Ziel einer Wanderung....

Eine Grabstätte auf dem Villinger Friedhof
Eine Grabstätte auf dem Villinger Friedhof

Es ist Frühlingsanfang, als ich mit meiner analogen Kamera am frühen Morgen zum Villinger Friedhof aufbreche. Die Sonne ist bereits aufgegangen. Hier und da befinden sich Wolken am Firmament, die während meiner Unternehmung immer zahlreicher erscheinen.

Die Temperatur ist im einstelligen Bereich, knapp über der 0°C-Grenze.

Das Gehen hält meinen Körper warm. Ich durchwandere eine hügelige Landschaft, die teilweise von bewaldeten Arealen bedeckt ist. Felder, bestückt mit zahlreichen Sträuchern, prägen vorrangig die Region. Hier entstehen meine ersten Aufnahmen, heute analog. Es ist immer wieder spannend, die analoge Welt der Fotografie zu beschreiten, denn man überlegt genau, was man aufnimmt. Schließlich ist die Anzahl der Bilder auf einer Filmrolle begrenzt. Ich habe heute zwei Filmrollen dabei (Fomapan 200 Creative), die jeweils 36 Aufnahmen erlauben. Manchmal sind es 37 oder gar 38, wenn man Glück hat. 

 

Die Landschaft:

(Allgemeine Info: Die Aufnahmen erfolgten mit einer Minolta Dynax 60. Diese können durch Anklicken vergrößert werden. Nicht alle Bilder wurden mit Bildunterschriften versehen. Folgendes Objektiv kam zum Einsatz: MINOLTA AF ZOOM 28-200 mm; 1:3,5 (22)-5,6 D)

 

Kurz vor 9.oo Uhr erreiche ich schließlich den Villinger Friedhof. Ich habe den Friedhof noch nie zuvor gesehen und bin sehr neugierig, was mich hier erwartet. Aber warum einen Friedhof fotografieren? Was macht Friedhöfe so besonders?

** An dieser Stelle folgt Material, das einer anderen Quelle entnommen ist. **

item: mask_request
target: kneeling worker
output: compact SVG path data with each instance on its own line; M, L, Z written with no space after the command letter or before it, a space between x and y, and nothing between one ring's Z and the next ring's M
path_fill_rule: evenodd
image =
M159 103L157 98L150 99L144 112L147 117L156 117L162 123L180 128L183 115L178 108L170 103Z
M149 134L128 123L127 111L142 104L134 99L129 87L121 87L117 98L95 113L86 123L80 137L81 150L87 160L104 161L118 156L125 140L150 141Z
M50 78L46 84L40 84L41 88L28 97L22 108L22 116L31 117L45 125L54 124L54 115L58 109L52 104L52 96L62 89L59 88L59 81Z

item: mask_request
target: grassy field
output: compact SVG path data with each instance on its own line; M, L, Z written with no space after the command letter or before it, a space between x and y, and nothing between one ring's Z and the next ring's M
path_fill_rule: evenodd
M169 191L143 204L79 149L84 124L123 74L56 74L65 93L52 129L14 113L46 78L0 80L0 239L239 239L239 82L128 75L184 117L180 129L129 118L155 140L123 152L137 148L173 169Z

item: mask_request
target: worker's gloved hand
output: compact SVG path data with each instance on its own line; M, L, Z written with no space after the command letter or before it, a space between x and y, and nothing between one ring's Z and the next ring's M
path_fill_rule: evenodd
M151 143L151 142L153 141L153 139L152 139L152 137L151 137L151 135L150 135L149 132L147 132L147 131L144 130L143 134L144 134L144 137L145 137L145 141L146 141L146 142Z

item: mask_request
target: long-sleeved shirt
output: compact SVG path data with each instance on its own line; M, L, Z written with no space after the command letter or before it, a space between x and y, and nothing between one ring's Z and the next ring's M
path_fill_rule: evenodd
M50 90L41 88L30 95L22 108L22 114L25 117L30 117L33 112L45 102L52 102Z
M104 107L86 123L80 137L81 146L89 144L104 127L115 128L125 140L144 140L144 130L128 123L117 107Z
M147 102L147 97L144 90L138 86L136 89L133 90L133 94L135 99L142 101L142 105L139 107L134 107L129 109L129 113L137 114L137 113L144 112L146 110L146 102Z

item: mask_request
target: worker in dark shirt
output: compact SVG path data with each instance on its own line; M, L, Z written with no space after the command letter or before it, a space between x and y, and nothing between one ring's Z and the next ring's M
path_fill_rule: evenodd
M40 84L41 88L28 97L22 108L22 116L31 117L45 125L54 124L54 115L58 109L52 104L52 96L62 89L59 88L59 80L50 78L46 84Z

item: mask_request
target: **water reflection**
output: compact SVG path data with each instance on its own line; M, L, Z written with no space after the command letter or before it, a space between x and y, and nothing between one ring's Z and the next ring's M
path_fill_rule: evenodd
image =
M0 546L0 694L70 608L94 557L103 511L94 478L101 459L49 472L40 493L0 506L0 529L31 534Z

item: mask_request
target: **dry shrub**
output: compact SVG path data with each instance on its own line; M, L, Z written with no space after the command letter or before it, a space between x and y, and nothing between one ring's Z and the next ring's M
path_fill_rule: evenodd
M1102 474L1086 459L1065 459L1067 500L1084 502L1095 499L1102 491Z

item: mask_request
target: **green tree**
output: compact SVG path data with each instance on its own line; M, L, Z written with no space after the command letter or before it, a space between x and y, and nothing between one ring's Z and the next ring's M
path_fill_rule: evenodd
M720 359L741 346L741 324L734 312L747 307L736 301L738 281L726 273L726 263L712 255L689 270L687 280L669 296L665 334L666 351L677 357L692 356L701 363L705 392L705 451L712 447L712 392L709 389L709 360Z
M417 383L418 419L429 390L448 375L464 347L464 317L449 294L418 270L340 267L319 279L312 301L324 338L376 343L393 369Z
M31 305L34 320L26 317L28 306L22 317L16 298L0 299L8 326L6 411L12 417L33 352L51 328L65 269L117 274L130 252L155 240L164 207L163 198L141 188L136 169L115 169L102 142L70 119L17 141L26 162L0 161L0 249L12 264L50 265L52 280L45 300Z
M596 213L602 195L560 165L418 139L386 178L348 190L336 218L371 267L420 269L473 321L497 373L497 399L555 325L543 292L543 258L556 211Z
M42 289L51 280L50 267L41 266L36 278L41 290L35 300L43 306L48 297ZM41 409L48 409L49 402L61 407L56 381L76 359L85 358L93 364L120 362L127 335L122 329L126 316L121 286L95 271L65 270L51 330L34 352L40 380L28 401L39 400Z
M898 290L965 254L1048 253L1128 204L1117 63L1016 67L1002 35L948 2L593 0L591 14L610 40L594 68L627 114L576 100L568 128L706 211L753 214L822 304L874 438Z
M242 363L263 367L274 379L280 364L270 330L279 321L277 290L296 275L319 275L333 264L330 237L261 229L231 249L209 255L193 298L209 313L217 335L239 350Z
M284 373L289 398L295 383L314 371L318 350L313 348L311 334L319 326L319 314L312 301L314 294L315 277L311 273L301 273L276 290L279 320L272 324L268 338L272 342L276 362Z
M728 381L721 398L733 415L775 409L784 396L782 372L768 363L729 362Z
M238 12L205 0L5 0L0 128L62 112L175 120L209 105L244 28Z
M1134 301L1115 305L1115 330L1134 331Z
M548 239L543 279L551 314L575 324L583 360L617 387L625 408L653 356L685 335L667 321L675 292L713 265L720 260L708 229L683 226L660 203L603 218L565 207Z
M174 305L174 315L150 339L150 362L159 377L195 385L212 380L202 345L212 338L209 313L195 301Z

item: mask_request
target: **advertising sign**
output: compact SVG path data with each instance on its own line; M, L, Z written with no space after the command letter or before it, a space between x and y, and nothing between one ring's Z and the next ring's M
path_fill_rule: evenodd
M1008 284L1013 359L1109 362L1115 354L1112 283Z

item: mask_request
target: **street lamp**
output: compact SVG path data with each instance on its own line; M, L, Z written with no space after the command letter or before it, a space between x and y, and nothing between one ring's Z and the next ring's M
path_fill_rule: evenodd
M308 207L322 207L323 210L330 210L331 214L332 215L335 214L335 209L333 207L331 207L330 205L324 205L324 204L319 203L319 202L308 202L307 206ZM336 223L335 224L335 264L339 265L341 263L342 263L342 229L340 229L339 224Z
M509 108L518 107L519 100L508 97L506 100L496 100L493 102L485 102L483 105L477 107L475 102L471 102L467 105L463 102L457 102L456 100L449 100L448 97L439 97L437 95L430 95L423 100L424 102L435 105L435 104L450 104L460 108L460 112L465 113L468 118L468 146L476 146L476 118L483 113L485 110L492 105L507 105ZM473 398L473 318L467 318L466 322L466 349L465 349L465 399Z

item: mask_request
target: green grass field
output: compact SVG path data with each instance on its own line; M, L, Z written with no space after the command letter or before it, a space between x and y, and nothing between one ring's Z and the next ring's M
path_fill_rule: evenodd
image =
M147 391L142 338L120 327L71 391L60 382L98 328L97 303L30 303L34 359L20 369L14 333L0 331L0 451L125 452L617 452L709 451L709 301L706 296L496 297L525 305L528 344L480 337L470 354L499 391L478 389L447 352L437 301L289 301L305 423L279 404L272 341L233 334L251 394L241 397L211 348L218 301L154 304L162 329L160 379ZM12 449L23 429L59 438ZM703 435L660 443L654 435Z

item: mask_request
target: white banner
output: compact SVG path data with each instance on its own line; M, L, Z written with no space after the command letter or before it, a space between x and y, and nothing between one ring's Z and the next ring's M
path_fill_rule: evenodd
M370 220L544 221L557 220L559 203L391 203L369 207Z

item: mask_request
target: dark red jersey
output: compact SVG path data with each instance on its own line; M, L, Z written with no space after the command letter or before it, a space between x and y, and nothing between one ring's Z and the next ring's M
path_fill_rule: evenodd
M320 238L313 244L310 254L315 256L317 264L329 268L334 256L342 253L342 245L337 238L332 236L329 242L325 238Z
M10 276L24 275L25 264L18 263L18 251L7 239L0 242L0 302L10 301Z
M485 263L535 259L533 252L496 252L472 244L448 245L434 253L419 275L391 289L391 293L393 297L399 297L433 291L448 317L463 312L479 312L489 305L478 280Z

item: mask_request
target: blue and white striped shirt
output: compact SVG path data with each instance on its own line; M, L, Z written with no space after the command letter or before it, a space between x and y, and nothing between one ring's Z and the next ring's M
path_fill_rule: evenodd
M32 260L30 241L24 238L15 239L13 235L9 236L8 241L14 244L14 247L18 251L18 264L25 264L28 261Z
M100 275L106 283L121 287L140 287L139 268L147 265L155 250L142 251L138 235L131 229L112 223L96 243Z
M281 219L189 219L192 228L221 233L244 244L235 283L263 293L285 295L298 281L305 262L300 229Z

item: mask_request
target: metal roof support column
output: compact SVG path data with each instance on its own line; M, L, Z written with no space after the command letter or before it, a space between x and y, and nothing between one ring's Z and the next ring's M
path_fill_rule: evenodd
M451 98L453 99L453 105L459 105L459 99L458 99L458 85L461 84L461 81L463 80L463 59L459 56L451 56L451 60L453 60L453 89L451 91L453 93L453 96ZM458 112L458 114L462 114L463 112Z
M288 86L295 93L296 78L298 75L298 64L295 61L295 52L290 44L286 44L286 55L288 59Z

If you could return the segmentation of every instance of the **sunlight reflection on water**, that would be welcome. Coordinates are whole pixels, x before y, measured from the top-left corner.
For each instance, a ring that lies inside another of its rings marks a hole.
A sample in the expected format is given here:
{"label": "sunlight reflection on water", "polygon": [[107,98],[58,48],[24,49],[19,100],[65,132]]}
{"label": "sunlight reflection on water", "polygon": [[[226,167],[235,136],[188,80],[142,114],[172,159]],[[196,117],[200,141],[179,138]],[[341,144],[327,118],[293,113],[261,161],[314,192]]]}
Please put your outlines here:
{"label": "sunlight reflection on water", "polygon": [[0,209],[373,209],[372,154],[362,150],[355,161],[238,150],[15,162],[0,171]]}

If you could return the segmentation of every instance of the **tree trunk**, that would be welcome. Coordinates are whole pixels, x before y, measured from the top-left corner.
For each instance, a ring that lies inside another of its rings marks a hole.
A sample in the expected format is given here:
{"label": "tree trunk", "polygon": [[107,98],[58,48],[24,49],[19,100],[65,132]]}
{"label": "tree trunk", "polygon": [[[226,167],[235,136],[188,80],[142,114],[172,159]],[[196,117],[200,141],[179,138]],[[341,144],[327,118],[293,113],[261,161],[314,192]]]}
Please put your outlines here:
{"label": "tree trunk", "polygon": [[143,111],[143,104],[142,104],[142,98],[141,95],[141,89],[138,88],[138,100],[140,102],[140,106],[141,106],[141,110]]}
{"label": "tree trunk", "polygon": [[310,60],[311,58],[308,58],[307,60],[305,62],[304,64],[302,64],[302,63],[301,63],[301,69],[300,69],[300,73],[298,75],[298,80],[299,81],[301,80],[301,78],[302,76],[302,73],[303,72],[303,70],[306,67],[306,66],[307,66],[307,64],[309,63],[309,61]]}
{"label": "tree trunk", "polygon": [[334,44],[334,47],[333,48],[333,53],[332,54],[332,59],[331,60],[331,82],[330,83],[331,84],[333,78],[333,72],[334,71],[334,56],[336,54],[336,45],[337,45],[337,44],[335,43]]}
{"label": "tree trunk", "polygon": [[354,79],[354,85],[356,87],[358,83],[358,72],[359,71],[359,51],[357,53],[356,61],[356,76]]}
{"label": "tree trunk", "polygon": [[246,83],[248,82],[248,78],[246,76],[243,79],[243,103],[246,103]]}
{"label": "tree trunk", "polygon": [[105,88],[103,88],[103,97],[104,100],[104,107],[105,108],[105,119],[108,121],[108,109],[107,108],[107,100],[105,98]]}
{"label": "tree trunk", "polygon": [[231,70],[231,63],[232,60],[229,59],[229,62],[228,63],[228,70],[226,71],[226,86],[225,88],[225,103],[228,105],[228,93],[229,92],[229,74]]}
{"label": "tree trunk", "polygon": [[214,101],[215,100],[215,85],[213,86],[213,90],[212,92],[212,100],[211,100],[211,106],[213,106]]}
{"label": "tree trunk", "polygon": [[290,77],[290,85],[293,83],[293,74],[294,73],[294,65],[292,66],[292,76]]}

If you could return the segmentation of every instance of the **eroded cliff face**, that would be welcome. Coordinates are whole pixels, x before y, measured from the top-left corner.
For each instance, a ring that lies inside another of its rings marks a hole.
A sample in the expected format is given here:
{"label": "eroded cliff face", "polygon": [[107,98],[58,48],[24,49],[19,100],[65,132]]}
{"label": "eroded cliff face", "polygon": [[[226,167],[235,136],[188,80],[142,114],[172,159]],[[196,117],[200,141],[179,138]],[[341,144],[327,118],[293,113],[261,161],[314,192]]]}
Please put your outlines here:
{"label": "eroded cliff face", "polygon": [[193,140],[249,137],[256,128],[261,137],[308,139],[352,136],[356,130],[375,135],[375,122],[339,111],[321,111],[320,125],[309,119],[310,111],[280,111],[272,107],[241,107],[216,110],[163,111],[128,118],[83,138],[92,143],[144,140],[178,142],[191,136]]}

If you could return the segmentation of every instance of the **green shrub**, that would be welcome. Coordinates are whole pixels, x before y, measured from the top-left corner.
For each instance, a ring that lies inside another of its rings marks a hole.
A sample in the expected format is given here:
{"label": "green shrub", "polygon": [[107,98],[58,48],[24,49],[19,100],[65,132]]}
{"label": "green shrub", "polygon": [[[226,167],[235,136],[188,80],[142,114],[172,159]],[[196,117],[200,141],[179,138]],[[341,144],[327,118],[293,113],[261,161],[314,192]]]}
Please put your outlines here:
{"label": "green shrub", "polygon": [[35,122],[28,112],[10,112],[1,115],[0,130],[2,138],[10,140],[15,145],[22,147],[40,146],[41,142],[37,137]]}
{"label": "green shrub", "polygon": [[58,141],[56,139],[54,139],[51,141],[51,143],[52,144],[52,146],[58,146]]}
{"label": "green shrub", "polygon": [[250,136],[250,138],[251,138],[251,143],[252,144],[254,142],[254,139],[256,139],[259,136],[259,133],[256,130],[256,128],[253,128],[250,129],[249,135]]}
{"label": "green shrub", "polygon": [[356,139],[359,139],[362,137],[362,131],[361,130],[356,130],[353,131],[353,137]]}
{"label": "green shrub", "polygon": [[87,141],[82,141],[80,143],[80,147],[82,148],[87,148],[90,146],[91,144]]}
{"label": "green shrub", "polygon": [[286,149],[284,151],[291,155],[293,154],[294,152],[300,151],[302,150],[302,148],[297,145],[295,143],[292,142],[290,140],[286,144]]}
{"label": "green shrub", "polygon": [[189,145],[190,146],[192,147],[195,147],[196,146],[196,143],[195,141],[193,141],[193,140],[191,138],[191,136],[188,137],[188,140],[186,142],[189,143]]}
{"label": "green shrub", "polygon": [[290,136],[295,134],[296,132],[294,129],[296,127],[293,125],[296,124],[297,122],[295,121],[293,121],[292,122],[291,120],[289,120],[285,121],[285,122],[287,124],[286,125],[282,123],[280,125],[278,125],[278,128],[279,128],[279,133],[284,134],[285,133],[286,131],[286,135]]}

Der Friedhof ist mehr als nur ein Bereich, wo Verstorbene ihre letzte Ruhestätte finden. In einer Welt, die sich gefühlt im Minutentakt wandelt, hat man die Empfindung an einem Ort zu sein, der nicht von dieser Schnelllebigkeit eingenommen wird. Die Örtlichkeit, die wie keine andere Leben und Tod verbindet, ist ein Gegenpol zu Hektik, Lärm und Geschwindigkeit unserer Zeit. Das macht Friedhöfe in dieser "ver-rückten" Welt meines Erachtens so besonders. 

Friedhöfe bilden Brücken zwischen zwei Welten: Die Welt der Lebenden und die Welt der Toten. Obwohl die Seelen nicht hier verweilen, ist es für viele der Hinterbliebenen eine Möglichkeit, ihre Trauerarbeit zu bewältigen. Dazu gehört beispielsweise die Pflege des Grabes einer verstorbenen Freundin/eines verstorbenen Freundes oder einer Angehörigen bzw. eines Angehörigen. An manchen Grabstätten ist zu beobachten, dass Menschen mit ihren verstorbenen Lieben sprechen. Der Friedhof gibt der Trauer einen festen Ort. Es ist nicht nur ein "Treffpunkt" mit den Toten, sondern auch ein Areal, sich ganz persönlich mit dem Leben und mit dem Tod zu beschäftigen, sein Leben zu hinterfragen und sich damit auseinanderzusetzen.

Ich betrete, wie bereits erwähnt, zum ersten Mal diesen Friedhof und bin sehr überrascht, wie viele alte Grabsteine ich dort vorfinde. Manche sind weit über 100 Jahre alt. Auf einigen lassen sich kaum noch die Namen der Verstorbenen erkennen, auf einigen steht genau beschrieben, welcher Tätigkeit der jeweilige Mensch nachgegangen ist. Jeder Grabstein erzählt eine Geschichte, die Geschichte der Menschen, die einst hier gelebt und gewirkt haben oder der Menschen, die durch zwei Weltkriege aus ihrem jungen Leben gerissen wurden. 

 

Der Friedhof ist eine Örtlichkeit nicht nur der Trauer, sondern auch der Erinnerung und ein Ort, der uns bewusst macht, das irdisches Leben endlich ist. Jeder Tag, den wir hier auf Erden leben, ist ein Schritt näher zum Tod. Mehr als ein Grund jeden Tag bewusst im Hier und Jetzt zu leben....

 

Der Friedhof:

(Hinweis: Alle Aufnahmen lassen sich per Anklicken vergrößern. Auf Bildunterschriften wurde bewusst verzichtet.)

 

 

"Das Erreichen des irdischen Ziels bedeutet nicht das Ende der Seelenwanderung."